2) Every single baseball announcer commenting on the fact that it’s strange for Alfonso Soriano to be hitting in the lead off spot. Does it really freaking matter? After the first inning, there’s no guarantee he’ll be up first again. Again, old news. Quit rehashing what others have already stated. You all make me want to turn my volume down! Except Len and Bob, of course.

3) The three men currently residing in my home. Hellooooo… doctor’s orders state I’m not supposed to be doing dishes. Pick up some slack, you slackers. And do NOT point out to me that my cereal bowl is still sitting on the counter, unless you’d like a rundown of how many things you currently have strewn about the rest of the house. When everyone else living here is working 40 hours a week, we’ll talk about the unfair distribution of housework. Until then, do my bidding - you bastards!

4) Tendinitis. It hurts. ‘Nuff said.

5) Crying over the fate of animals. After watching the Kentucky Derby yesterday, I ecstatically rooted for Eight Belles and was thrilled to see her come in second, beating out all those boys except the favorite. And then I was devastated only moments later when they announced that she’d broken both of her front ankles and had to be euthanized right there on the track. I looked at The Boyfriend in absolute horror and pleaded with him to change the channel immediately. And then I burst into tears. I know it was the humane thing for them to do, but the bizarre timing of the two events just rattled me. I’m tearing up again just thinking about it.

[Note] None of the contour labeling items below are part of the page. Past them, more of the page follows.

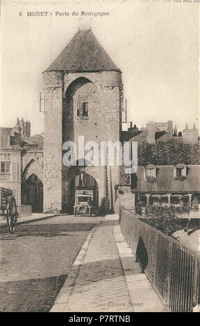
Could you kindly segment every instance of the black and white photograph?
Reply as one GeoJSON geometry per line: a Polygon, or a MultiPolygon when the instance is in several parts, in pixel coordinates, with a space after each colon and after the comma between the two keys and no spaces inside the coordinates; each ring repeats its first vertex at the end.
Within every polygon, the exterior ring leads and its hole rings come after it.
{"type": "Polygon", "coordinates": [[[0,312],[200,312],[199,3],[1,1],[0,312]]]}

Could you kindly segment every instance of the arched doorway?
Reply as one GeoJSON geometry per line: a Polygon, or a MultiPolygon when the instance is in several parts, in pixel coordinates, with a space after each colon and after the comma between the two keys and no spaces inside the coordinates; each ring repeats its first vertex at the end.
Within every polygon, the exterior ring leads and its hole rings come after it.
{"type": "Polygon", "coordinates": [[[99,206],[99,186],[94,178],[86,172],[81,172],[72,180],[69,184],[69,191],[68,198],[68,211],[69,213],[73,212],[73,207],[75,203],[75,193],[76,190],[93,190],[94,205],[99,206]]]}
{"type": "Polygon", "coordinates": [[[31,205],[32,213],[43,212],[43,184],[34,173],[22,184],[22,203],[31,205]]]}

6) Being abandoned by The Boyfriend on a gorgeous spring day. He met friends for disc golf at noon. At 4:30, he finally called me to say he was at JoJo’s. And then he went back to the park for more golf, finally sauntering in at 7 p.m. So, I hung out here alone all day, frustrated over the fact that I couldn’t do any yardwork because of the tendinitis. And now? He’s sound asleep, oblivious to how pissed off I really am. Dork.